Ransomware defense

Local Government Agencies Urged to Practice Stronger Ransomware Defense Measures

The Federal Bureau of Investigation is urging local government agencies to prepare for ransomware attacks. The bureau said doing so could help avoid unnecessary exposure, financial loss and other risks.

According to the FBI, it expects ransomware and malware attacks on local governments to continue in 2023 as hacker tactics evolve. The organization published a private industry notification that highlights recent attacks against smaller government entities and issued several recommendations to mitigate hacks.

The recommended practices include applying software patches, performing awareness campaigns and deploying encrypted backups to fend off attacks, GCN reported.

The FBI report also recommended that smaller government agencies regularly update software, automated security scanning and cloud-based applications. They should also invest in workforce training and cybersecurity awareness programs to allow employees to spot phishing emails, cyber breaches and other indicators of compromise.

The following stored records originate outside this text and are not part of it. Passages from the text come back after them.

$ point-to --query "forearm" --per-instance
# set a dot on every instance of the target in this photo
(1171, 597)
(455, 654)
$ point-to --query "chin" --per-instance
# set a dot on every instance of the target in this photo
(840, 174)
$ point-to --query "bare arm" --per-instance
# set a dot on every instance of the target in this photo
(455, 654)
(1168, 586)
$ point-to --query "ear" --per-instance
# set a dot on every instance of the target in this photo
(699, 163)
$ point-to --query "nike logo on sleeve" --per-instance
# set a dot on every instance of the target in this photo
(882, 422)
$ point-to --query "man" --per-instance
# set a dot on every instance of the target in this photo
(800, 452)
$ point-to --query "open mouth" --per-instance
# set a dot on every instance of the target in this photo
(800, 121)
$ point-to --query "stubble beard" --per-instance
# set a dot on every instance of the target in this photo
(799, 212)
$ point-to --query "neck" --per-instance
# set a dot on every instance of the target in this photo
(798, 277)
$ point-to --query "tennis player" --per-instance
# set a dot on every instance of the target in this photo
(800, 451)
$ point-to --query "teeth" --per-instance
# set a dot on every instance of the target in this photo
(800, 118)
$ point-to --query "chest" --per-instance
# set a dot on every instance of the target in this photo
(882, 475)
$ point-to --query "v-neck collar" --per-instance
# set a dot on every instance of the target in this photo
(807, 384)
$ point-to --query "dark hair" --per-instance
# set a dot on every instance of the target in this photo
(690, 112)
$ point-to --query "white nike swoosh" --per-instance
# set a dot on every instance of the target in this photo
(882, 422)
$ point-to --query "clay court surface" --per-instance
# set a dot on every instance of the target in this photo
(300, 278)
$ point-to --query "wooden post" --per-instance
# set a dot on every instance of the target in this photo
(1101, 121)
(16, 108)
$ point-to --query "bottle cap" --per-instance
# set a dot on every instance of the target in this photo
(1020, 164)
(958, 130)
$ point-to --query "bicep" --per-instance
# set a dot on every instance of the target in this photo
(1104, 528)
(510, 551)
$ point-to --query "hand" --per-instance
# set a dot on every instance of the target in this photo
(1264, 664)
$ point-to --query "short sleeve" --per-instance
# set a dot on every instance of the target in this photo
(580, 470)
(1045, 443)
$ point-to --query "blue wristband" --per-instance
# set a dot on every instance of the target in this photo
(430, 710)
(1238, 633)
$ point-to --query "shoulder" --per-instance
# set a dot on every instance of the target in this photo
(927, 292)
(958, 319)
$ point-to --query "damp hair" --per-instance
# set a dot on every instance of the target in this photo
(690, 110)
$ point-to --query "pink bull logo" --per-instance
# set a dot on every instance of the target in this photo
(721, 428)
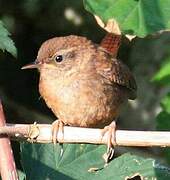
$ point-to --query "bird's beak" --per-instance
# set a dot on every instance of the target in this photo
(32, 65)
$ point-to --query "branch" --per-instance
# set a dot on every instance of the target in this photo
(41, 133)
(7, 164)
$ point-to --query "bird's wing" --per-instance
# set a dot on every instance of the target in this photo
(116, 72)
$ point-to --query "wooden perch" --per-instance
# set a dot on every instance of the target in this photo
(7, 164)
(42, 133)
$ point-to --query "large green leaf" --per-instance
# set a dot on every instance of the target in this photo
(42, 161)
(6, 43)
(136, 17)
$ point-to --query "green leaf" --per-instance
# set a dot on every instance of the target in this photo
(163, 75)
(165, 103)
(21, 175)
(135, 17)
(43, 161)
(6, 43)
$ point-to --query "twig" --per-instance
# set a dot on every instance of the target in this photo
(42, 133)
(7, 164)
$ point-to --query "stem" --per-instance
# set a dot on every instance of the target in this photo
(42, 133)
(7, 164)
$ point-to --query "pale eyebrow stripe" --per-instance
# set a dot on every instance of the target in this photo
(63, 51)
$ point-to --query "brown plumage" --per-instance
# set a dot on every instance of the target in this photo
(81, 82)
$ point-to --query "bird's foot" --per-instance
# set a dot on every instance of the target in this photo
(111, 141)
(56, 127)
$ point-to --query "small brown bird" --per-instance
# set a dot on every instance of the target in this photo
(82, 83)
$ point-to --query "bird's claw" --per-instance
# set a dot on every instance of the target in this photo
(56, 127)
(111, 141)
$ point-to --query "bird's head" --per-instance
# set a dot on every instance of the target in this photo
(63, 53)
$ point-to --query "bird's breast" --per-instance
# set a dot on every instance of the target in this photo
(81, 100)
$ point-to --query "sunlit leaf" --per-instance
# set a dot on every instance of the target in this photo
(6, 43)
(42, 161)
(135, 17)
(163, 75)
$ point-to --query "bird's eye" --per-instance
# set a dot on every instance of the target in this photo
(59, 58)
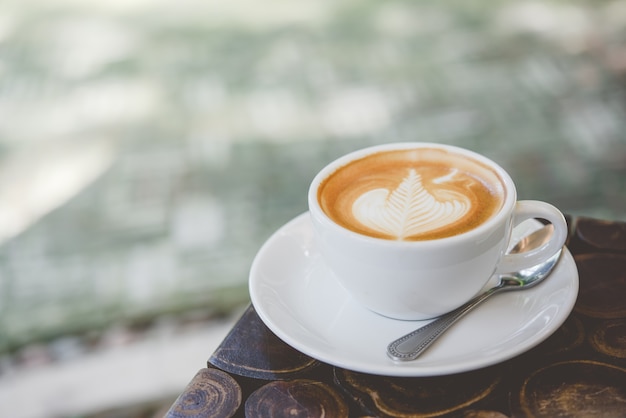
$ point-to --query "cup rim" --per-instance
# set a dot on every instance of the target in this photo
(510, 195)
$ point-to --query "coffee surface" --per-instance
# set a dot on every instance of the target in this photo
(412, 195)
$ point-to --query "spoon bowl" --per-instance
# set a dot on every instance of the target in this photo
(410, 346)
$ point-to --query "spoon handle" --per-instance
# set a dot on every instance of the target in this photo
(410, 346)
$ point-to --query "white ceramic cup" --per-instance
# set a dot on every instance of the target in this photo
(414, 280)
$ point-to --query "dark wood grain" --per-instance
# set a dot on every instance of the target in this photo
(578, 371)
(602, 291)
(573, 389)
(252, 350)
(211, 394)
(296, 398)
(417, 397)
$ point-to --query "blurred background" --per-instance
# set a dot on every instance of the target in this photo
(149, 148)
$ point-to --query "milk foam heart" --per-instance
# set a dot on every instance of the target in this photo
(412, 195)
(411, 209)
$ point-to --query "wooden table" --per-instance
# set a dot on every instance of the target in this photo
(579, 371)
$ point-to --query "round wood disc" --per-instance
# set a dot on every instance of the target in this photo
(566, 338)
(417, 397)
(602, 285)
(610, 338)
(296, 398)
(252, 350)
(574, 388)
(211, 394)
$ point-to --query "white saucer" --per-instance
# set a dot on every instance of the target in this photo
(298, 298)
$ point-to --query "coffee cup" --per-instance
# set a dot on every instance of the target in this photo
(414, 230)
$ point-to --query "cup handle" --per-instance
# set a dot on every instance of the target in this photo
(530, 209)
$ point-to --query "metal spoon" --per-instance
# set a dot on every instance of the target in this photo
(410, 346)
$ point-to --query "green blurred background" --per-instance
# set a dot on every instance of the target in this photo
(148, 148)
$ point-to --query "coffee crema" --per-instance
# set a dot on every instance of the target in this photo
(412, 194)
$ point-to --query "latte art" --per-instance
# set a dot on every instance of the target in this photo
(412, 194)
(410, 209)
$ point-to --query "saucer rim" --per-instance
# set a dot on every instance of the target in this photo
(399, 369)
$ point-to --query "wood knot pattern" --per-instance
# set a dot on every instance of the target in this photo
(211, 394)
(296, 398)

The notice also recommended investigating abnormal network traffic activity and applying artificial intelligence-enabled network intrusion detection systems.

According to a global survey, local government agencies are considered prime targets for hacking groups because of budget and staff limitations and legacy systems. The survey revealed that local governments had the second-highest rate of ransomware payment and were the least able to recover from backups and prevent encryption.

The FBI said it does not encourage paying ransoms because it does not ensure that the victim will get access to their data. However, the bureau pointed out that agencies that pay their hackers should report the activity to local FBI field offices.